A really fascinating study has just come out of Germany: Scientists there think they may have discovered the cause of OCD behaviors in mice.
The scientists found that mice who groom excessively and show other OCD-like behavior are short of a protein called SPRED2 that normally inhibits signals along the chain of proteins that make up the Ras/ERK-MAP kinase cascade. Without that protein, the signals go into overdrive.
The mice, like many humans with OCD (including me), could be successfully treated with SSRIs.
Since SPRED2 is normally found in the basal ganglia and amygdala – which influence action selection and emotional regulation respectively – it’s easy to see why this could play a role in human OCD, too.
It’s still early days, and research has to go beyond just mice, of course. But this could be really, really promising for those of us who have OCD that is not controlled by exposure and response prevention therapy alone. It could also help those of us with mood disorders that react negatively to SSRIs. And, of course, it could also help people with OCD who are not helped by any current therapies.
If humans with OCD show the same protein deficiency as mice, that opens the door to a whole new realm of potential treatments, including one that already exists.

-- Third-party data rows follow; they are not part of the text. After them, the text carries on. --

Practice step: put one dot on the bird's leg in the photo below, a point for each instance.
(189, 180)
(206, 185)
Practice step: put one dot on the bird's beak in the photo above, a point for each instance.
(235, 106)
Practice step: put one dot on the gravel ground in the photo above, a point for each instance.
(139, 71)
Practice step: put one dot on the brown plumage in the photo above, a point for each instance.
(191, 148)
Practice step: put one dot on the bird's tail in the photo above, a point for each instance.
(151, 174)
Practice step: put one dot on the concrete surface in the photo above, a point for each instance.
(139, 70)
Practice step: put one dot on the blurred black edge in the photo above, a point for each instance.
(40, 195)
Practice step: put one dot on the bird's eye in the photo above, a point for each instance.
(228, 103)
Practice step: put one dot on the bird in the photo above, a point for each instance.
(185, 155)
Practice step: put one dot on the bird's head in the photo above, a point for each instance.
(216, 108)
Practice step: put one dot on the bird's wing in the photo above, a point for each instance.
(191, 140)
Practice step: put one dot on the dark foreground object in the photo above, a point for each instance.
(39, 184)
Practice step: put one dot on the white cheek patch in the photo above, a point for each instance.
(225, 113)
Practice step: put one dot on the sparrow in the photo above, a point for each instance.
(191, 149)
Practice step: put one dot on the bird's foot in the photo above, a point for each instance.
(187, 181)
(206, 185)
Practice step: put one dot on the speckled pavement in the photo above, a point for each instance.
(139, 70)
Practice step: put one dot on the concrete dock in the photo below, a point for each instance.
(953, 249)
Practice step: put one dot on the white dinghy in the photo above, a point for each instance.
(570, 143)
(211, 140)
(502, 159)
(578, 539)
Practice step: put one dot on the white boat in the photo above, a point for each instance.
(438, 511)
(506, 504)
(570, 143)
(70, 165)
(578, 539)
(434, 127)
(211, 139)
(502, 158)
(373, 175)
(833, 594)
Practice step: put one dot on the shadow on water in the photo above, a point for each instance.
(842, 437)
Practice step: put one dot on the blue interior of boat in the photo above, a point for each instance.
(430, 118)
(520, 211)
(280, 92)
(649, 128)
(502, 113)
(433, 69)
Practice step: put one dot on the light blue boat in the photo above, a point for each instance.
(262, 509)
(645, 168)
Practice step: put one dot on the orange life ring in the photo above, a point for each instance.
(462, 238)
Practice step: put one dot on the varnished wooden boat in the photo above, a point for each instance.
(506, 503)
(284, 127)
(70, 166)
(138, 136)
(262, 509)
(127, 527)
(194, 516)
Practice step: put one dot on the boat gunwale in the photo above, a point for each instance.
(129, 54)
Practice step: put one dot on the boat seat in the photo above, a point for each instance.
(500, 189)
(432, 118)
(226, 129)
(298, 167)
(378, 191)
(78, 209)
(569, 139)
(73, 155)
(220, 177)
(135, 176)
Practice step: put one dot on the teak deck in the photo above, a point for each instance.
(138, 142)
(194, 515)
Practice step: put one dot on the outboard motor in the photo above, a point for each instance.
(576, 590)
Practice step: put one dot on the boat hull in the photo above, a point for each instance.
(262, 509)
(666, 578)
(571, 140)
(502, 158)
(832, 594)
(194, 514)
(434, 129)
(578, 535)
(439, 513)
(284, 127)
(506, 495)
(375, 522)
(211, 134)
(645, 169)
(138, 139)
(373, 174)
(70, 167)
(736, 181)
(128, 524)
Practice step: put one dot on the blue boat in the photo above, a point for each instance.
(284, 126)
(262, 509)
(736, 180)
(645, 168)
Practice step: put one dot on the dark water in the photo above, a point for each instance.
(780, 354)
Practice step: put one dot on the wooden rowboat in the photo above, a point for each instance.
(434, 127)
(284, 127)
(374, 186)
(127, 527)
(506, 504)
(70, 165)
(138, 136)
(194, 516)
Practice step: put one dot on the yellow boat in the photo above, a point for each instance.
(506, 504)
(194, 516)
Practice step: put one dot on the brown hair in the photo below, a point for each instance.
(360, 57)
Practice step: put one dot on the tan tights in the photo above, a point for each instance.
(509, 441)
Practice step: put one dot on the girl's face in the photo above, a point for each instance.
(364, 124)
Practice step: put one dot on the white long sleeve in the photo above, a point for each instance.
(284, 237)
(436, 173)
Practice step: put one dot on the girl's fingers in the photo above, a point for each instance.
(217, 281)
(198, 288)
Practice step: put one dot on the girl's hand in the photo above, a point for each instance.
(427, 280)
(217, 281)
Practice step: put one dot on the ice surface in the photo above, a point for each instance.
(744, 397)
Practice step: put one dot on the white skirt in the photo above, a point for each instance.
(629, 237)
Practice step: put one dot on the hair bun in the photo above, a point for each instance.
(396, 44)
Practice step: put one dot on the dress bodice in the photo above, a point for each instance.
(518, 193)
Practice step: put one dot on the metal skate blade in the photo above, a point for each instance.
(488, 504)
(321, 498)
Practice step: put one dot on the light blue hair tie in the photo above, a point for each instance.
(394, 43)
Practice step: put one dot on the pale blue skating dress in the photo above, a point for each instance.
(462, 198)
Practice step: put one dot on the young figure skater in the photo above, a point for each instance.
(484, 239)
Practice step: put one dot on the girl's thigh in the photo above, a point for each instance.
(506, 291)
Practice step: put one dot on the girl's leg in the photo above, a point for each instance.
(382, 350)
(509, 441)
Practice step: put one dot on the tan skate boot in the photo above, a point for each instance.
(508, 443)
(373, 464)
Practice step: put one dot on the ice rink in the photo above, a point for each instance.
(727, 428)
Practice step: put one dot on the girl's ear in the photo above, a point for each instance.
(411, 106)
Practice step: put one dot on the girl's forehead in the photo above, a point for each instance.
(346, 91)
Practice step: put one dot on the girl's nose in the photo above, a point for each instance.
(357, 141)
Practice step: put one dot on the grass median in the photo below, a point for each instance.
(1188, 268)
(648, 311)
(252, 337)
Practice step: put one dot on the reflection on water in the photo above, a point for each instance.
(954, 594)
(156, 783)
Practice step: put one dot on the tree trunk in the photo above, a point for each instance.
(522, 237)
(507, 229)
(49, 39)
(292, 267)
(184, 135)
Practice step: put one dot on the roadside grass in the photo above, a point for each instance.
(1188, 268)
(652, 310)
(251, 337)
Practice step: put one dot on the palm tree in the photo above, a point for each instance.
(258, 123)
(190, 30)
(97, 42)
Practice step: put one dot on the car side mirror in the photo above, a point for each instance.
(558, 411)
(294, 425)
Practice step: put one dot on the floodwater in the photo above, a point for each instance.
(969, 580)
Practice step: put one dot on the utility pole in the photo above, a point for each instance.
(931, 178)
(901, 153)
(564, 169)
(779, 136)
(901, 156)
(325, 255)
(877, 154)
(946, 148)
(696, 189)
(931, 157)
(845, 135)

It turns out that a completely different defect on the MAPK-ERK pathway has been linked to certain cancers. Scientists have already developed drugs that slow or block signals along that pathway and are investigating them as potential cancer treatments. One is the drug selumetinib, which is being tested for human use as a therapy for certain thyroid cancers.
What use could a cancer drug have for a person with OCD? Well, according to the German study:
Using the MEK inhibitor selumetinib, we suppressed TrkB/ERK-MAPK pathway activity in vivo and reduced OCD-like grooming in SPRED2 KO mice.
In other words, if humans with OCD show the same SPRED2 deficiency that mice with OCD-like behaviors have, there’s already a drug out there that could help, and it’s already in human trials. It would still need to be tested in OCD-specific trials, but that’s a huge head start.
Other genes on the MAPK-ERK pathway have been linked to schizophrenia, schizoaffective disorder, bipolar disorder and migraines. More research into the proteins that affect the brain and how this pathway works could be beneficial far beyond the OCD world.